Micheál Martin has said the tragic and “shocking, shocking” McGinley child killings “hit the country hard”.
The Taoiseach also said the State needs to act and improve psychiatric services so that other families in crisis can get the help they need, to prevent this type of tragedy happening again.
Earlier this week Deirdre Morley was found not guilty by reason of insanity of the murder of her three young children, Conor, Darragh and Carla, whom she killed.
Mr Martin was speaking to reporters outside Government Buildings on Friday evening.
He said: “I think anybody who saw the Prime Time interview (with the Morley children’s father, Andrew McGinley) last evening found it very heart-rendering and very, very difficult.

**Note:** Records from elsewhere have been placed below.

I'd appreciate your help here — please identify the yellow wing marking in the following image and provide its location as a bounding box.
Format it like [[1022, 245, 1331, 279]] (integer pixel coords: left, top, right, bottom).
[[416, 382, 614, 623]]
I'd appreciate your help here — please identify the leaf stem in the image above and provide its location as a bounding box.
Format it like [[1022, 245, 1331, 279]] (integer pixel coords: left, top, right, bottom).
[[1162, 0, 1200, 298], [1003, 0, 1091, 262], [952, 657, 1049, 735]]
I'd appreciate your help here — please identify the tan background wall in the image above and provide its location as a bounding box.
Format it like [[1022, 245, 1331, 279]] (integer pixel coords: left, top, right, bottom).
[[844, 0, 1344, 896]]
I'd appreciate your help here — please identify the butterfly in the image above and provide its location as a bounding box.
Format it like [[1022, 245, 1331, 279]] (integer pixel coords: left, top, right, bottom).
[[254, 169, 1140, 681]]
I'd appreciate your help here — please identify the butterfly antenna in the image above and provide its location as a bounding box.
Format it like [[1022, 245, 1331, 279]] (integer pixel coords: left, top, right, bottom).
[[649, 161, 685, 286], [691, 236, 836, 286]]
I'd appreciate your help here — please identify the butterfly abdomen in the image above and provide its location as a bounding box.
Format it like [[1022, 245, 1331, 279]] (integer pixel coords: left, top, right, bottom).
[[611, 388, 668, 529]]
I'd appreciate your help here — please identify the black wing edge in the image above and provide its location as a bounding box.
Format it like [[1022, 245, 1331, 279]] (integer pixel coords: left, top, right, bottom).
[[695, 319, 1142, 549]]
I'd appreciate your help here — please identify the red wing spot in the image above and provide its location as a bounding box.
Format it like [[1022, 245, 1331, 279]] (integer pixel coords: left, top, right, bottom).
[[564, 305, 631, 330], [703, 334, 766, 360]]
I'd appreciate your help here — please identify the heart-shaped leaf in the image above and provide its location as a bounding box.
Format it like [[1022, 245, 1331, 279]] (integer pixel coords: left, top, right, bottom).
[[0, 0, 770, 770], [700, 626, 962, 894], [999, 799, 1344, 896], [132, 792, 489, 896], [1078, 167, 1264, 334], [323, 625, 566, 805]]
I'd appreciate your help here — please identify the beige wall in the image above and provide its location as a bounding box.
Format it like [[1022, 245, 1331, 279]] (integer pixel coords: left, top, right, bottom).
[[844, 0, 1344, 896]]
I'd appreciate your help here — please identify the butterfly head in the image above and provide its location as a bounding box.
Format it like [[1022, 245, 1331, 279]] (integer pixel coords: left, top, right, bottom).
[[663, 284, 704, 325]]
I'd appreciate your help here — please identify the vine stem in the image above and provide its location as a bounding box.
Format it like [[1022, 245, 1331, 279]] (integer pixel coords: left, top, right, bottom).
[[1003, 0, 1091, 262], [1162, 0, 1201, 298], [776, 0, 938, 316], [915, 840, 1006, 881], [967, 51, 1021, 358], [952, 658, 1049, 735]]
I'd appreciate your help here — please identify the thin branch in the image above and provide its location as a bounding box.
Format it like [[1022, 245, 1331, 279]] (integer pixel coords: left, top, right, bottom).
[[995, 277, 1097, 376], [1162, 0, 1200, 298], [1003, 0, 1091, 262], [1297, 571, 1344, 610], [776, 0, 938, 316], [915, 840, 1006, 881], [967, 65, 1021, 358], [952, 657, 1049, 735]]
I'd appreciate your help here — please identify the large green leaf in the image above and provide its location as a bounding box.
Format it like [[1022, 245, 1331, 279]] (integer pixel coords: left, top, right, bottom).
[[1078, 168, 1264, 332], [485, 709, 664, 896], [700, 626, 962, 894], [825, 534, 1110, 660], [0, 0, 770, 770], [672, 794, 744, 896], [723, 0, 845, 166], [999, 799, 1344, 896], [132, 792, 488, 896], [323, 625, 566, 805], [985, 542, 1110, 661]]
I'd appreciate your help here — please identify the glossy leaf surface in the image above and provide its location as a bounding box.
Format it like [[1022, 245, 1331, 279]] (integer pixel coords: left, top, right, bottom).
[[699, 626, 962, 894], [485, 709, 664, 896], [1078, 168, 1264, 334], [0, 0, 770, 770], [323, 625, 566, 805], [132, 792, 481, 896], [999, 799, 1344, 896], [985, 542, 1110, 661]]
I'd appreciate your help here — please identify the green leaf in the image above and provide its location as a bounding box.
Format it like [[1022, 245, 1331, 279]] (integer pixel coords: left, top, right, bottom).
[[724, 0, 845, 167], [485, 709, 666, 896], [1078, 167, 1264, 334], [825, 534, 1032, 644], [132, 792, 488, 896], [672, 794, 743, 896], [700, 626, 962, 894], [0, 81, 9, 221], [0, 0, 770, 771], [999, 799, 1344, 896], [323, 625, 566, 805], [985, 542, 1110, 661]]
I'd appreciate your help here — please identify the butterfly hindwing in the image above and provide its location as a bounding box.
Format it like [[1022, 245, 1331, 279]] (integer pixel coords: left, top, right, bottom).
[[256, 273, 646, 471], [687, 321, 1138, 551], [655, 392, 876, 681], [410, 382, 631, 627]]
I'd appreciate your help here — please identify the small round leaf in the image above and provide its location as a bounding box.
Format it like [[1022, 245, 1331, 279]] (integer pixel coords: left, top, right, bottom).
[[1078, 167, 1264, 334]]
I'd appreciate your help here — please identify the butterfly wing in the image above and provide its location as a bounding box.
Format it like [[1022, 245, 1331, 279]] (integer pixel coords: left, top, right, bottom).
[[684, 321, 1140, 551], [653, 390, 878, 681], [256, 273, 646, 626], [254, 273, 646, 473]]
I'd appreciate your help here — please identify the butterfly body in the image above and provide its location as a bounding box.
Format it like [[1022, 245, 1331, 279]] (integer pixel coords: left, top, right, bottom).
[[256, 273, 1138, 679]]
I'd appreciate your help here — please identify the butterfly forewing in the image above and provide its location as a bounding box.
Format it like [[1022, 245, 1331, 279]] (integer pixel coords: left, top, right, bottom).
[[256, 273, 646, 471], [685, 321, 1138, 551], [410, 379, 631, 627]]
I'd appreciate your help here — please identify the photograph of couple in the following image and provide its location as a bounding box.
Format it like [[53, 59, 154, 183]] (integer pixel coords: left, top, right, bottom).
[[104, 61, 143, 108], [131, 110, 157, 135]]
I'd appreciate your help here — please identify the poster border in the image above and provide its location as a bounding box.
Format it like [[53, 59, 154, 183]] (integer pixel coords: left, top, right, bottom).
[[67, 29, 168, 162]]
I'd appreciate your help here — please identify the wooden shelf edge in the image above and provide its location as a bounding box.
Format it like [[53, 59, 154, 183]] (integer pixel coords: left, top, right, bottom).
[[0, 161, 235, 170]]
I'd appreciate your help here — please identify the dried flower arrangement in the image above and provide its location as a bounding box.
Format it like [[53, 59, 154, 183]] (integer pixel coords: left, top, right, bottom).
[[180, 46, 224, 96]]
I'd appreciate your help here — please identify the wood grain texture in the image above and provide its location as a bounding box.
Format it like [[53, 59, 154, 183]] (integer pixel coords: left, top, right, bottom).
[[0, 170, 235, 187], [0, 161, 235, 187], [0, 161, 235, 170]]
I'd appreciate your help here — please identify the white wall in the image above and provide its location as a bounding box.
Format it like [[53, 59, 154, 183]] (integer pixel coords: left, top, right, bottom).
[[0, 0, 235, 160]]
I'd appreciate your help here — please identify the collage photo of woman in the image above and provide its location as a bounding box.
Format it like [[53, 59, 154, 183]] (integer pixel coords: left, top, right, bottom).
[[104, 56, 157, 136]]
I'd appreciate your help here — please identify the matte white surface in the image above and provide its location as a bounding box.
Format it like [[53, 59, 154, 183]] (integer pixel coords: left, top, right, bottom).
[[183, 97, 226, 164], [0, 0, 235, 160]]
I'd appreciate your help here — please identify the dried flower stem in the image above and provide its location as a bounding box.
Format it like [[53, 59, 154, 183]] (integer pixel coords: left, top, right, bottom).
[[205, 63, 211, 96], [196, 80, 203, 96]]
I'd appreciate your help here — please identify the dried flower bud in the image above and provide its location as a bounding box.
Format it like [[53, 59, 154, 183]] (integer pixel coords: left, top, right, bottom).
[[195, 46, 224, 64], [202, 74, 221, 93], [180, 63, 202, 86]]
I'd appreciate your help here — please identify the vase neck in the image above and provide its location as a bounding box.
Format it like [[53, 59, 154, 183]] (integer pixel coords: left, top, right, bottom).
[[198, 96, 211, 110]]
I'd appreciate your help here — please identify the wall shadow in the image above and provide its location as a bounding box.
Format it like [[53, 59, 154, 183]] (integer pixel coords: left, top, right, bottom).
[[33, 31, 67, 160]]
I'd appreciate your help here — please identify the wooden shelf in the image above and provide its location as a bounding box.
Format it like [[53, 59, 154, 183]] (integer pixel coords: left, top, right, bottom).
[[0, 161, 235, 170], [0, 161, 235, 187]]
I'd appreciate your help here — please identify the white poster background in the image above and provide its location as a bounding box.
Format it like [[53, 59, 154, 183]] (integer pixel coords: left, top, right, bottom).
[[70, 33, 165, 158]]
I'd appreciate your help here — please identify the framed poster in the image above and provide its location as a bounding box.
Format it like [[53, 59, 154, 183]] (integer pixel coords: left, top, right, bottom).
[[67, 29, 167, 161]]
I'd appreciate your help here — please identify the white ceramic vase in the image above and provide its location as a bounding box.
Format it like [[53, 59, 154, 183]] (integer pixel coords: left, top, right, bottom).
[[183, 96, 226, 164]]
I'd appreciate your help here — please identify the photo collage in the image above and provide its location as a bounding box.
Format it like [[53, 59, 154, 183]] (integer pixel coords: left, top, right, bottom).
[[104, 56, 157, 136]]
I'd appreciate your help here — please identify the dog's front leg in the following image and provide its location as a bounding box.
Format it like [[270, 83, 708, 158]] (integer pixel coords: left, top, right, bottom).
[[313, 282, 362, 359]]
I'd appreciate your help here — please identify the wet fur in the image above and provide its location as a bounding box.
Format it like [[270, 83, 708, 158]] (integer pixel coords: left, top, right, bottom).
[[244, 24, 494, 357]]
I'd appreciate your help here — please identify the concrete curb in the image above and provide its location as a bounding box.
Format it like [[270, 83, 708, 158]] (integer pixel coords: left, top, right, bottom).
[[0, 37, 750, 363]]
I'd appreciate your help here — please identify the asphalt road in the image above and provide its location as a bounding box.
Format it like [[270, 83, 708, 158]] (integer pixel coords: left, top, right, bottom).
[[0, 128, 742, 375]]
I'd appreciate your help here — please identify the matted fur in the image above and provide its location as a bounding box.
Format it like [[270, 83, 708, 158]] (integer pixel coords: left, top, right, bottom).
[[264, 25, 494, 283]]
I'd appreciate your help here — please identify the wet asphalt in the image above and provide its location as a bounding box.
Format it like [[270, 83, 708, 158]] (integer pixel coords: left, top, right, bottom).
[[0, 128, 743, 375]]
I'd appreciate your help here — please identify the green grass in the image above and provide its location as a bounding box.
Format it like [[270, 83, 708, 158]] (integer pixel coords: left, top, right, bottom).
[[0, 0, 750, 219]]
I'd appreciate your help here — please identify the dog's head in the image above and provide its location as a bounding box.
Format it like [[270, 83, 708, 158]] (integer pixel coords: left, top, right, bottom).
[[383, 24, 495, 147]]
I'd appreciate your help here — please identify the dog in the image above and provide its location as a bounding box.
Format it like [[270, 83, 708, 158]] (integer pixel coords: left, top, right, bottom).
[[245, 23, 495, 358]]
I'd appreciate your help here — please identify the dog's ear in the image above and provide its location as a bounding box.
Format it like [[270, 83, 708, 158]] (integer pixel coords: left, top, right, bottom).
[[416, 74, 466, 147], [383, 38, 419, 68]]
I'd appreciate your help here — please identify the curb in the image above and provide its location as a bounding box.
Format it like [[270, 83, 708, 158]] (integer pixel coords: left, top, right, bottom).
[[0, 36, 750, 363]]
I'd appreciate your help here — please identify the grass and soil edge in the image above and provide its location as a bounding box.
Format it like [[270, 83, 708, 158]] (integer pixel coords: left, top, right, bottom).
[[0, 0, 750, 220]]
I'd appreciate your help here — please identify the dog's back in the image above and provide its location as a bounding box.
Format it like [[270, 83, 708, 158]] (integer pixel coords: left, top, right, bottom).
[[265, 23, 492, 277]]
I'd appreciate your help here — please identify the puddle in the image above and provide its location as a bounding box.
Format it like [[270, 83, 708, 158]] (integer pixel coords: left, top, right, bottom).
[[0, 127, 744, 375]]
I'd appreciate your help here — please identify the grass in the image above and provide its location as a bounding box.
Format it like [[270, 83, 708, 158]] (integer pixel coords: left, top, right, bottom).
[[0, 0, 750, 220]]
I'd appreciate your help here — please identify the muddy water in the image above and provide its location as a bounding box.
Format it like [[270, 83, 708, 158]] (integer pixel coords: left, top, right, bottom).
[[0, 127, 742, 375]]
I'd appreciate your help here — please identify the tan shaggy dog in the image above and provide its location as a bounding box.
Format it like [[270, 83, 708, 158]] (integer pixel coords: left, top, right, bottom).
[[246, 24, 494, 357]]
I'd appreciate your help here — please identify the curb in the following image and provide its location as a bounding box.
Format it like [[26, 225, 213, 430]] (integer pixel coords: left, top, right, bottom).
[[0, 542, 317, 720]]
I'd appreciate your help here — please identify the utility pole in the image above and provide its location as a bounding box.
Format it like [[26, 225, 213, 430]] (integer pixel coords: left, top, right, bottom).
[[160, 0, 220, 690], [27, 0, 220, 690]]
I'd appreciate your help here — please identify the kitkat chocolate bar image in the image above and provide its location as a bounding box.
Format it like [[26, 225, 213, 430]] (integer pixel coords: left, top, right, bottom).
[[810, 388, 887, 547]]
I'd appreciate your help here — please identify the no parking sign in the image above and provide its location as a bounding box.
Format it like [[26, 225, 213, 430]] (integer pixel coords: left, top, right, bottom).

“So I think there are two elements to it, I think we need to understand more around the psychiatry of this and I will engage with the Minister for Health and the HSE in terms of both the understanding of the clinical side of this, the clinician’s perspective, but also the need for advocacy, the need for family inclusion in terms of illness and psychiatric illness as well.
Mr Martin added: “Our sympathies go out to the family as well, it’s such a shocking, shocking event that I think has hit the nation hard.
“I think we need to do everything we can to respond to this in an intelligent, sensitive way that can try and prevent such a very, very sad thing happening again in the future.”